I don’t know about you, but it happens to us sometimes that we introduce a small change in routine, we say a little innocent no, and..at our bewilderment, unexpected shouting and crying are the response from our children. And among the shouting we try to explain our rational motivations, only to see an increase in the intensity of the reaction.. and we end up shouting ourselves. Ever happened ? Then you wonder.. how come such a small thing could spoil mood and atmosphere? Why every so often our children start shouting and we don’t react in an effective way, thus ruin our time together?

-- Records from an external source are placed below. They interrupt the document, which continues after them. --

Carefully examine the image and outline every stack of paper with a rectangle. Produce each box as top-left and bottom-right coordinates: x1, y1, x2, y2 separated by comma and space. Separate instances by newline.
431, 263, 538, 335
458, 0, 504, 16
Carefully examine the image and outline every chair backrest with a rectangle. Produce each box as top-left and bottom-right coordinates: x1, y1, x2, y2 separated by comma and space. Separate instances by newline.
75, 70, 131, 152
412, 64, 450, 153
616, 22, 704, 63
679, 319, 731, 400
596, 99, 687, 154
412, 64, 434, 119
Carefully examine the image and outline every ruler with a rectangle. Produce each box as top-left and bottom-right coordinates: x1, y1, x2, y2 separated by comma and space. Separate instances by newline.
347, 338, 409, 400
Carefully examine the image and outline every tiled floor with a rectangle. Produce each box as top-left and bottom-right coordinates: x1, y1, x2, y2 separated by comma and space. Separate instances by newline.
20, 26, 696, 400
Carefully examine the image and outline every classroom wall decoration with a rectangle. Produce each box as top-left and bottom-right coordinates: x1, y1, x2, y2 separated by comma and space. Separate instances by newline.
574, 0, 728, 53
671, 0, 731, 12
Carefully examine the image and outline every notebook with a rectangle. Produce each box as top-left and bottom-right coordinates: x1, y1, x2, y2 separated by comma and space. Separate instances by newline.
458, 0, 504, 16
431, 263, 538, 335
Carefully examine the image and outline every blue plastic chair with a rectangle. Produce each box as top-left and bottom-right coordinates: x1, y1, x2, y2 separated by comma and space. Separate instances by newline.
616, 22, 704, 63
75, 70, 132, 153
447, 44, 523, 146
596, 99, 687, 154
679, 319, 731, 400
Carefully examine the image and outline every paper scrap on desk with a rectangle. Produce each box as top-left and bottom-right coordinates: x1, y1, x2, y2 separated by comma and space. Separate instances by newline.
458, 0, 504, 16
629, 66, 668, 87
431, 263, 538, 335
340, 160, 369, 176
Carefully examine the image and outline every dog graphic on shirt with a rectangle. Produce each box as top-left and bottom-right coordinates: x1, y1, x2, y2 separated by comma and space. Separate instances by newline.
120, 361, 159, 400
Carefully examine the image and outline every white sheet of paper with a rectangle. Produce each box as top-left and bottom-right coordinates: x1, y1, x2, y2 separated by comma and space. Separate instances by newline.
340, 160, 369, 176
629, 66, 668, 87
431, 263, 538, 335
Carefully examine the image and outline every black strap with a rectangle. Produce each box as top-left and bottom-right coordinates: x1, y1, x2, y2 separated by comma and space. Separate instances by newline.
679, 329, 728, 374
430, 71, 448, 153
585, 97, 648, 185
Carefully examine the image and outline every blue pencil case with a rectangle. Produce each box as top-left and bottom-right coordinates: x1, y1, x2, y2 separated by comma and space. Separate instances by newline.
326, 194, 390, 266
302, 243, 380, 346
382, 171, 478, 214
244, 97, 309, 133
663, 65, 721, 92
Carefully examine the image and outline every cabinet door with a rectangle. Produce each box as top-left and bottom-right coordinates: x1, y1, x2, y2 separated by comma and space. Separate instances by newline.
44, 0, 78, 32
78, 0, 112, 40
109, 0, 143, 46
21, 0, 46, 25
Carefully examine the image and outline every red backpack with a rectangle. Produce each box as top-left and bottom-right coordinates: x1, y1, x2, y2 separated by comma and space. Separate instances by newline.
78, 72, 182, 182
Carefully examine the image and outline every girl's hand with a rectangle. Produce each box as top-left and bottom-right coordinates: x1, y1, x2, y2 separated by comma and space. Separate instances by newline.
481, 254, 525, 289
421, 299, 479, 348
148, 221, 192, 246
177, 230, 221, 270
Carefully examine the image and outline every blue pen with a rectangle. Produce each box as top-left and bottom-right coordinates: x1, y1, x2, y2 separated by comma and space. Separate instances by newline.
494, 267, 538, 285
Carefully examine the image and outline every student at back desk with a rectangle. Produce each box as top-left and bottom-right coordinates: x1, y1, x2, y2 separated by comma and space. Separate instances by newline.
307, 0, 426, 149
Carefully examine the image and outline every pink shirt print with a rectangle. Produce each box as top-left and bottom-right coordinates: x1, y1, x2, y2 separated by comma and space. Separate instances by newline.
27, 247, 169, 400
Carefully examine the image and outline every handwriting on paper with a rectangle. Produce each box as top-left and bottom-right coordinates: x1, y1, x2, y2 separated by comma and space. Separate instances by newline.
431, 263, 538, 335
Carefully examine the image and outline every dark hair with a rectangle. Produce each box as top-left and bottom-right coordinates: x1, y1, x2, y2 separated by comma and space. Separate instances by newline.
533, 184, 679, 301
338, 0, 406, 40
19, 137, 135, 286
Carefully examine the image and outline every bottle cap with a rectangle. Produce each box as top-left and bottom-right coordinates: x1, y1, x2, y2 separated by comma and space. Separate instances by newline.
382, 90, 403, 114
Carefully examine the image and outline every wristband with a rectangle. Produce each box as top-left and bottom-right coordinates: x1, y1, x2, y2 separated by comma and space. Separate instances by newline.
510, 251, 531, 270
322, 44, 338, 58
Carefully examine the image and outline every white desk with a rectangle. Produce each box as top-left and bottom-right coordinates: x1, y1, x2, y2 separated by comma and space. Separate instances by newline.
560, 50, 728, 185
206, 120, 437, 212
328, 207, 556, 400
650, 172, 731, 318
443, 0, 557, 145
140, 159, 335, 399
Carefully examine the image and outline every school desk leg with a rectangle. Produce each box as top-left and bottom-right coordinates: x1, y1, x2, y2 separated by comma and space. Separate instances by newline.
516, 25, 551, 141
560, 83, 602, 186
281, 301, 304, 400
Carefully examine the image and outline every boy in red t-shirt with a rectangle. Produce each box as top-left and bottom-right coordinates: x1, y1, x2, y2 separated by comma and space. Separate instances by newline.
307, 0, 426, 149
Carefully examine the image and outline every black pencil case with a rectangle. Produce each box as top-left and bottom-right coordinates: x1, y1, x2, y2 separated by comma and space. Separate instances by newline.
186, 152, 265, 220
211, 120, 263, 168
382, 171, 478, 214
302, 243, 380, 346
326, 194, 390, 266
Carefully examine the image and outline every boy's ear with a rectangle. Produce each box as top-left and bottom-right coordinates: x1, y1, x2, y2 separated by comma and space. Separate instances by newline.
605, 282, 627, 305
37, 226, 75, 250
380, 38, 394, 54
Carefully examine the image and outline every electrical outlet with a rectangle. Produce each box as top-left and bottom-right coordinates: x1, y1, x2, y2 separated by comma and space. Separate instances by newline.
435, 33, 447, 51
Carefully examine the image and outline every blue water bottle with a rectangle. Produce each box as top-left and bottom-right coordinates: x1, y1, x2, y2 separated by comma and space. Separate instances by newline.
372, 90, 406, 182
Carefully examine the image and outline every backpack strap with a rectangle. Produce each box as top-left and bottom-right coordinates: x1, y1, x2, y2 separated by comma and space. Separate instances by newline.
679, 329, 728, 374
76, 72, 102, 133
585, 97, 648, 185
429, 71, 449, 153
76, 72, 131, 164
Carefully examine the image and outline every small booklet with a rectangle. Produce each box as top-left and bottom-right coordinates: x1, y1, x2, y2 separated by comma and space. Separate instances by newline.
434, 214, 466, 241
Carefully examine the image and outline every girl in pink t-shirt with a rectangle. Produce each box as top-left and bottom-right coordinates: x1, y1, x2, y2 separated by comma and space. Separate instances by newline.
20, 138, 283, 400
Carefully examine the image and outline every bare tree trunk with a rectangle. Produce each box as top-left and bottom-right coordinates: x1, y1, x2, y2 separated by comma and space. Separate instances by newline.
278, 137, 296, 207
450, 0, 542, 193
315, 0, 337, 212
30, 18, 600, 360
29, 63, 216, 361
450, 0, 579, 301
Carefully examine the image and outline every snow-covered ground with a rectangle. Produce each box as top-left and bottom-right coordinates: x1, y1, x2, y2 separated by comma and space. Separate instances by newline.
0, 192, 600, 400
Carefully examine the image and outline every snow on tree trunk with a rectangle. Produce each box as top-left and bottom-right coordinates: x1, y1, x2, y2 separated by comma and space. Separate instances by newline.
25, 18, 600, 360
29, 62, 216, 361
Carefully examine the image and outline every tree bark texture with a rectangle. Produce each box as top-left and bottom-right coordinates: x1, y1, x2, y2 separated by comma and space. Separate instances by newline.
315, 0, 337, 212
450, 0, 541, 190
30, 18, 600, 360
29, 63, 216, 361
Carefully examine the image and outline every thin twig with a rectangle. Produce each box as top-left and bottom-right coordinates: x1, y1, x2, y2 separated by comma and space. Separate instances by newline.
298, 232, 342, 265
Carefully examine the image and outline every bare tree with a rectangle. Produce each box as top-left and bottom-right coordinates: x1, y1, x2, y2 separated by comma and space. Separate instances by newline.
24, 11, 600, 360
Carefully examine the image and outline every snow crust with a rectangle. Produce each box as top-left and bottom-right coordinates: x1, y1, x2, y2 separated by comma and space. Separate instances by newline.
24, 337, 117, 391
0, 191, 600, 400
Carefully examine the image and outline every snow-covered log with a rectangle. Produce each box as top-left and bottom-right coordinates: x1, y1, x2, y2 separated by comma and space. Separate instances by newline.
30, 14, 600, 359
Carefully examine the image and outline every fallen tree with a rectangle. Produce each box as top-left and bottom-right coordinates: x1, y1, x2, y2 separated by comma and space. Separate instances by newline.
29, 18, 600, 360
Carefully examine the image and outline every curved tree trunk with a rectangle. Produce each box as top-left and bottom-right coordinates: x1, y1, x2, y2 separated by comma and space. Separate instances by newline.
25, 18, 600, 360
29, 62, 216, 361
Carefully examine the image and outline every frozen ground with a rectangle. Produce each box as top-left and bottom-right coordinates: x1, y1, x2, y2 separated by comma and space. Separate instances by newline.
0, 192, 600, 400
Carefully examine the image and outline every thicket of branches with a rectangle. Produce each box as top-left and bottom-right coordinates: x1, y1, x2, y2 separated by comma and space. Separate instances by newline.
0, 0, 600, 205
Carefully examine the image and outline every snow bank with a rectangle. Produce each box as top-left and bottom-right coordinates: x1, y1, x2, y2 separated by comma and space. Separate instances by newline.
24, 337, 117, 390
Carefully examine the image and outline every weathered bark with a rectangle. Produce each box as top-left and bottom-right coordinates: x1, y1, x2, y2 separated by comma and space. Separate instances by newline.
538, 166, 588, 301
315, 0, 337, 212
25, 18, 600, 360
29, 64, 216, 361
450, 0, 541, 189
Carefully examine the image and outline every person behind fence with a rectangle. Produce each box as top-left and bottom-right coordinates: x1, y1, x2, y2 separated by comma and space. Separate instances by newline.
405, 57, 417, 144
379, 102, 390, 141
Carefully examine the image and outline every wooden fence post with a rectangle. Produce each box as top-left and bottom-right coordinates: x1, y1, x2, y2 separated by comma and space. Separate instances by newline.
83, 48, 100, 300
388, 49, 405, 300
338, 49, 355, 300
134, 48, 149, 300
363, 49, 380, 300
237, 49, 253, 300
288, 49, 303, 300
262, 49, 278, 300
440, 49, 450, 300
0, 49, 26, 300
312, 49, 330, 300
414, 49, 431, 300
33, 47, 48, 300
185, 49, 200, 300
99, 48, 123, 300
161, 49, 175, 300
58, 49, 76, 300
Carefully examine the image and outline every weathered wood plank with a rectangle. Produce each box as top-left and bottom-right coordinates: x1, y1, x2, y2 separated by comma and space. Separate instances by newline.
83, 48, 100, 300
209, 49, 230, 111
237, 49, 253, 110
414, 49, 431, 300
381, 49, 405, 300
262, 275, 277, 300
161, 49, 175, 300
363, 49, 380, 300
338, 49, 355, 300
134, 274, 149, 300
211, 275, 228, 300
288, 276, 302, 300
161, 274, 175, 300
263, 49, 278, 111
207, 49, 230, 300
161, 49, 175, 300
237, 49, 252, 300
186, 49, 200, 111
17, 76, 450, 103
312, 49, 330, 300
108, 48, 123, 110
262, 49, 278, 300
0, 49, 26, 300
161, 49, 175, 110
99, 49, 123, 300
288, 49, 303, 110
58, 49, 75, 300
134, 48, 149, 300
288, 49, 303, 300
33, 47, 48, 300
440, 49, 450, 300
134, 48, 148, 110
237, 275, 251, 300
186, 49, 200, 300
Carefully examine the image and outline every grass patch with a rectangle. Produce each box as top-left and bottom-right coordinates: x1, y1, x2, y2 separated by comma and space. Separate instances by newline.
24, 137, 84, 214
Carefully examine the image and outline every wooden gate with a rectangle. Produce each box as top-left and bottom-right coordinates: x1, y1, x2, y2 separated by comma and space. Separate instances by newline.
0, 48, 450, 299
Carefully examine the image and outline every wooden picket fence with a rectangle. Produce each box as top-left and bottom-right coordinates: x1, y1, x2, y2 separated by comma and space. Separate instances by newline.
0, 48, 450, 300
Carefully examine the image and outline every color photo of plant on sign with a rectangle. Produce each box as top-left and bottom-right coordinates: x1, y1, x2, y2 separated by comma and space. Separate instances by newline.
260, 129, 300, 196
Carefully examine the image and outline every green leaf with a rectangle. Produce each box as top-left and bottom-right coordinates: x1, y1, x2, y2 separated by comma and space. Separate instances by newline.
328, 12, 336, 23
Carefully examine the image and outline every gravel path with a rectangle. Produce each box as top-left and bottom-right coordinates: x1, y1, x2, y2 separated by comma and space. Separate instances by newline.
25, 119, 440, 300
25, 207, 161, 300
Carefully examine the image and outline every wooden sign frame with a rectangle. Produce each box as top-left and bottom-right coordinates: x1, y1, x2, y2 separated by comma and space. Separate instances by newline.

I don’t think it’s the ugly character of our creatures (in any case, it’s better not to think so!). But a misunderstanding.. Let’s dig in!
Table of Contents
Why are you shouting, my sweetheart.. ?!
It’s afternoon, I went to pick up child #2, and I set off with him to the school of daughter #1. It’s sunny, we’re calmly riding the bike, singing; in short: so far everything’s perfect. In fact, I missed the children today, I’m so happy to hug them tight.
I also naively thought:
Since we unfortunately still have to go grocery shopping, why not stop at the bakery right in front of the supermarket and choose something together? A muffin or a sweet? It will be a nice surprise!
I glimpse my daughter in the courtyard from afar, she runs towards me all happy, hugs me. “Mom, Mom, did you bring me my snack?”
Here, at this moment, we cease to resemble the perfectly happy family, and we return to be the perfectly imperfect family. For a moment I had hoped.. The shouting begins.
I want the snack in my snack box! As you always do ! I want to eat what I want! I want to decide!
Picture my initial bewilderment among the screaming, the crying and the noise while, I try to breathe deeply to keep calm. After all these posts about breathing..
Stop with this shouting
Then no, it is too much; we sit on a bench and I tell her that I’ll talk to her only once she has calmed down; that I won’t take that shouting any longer.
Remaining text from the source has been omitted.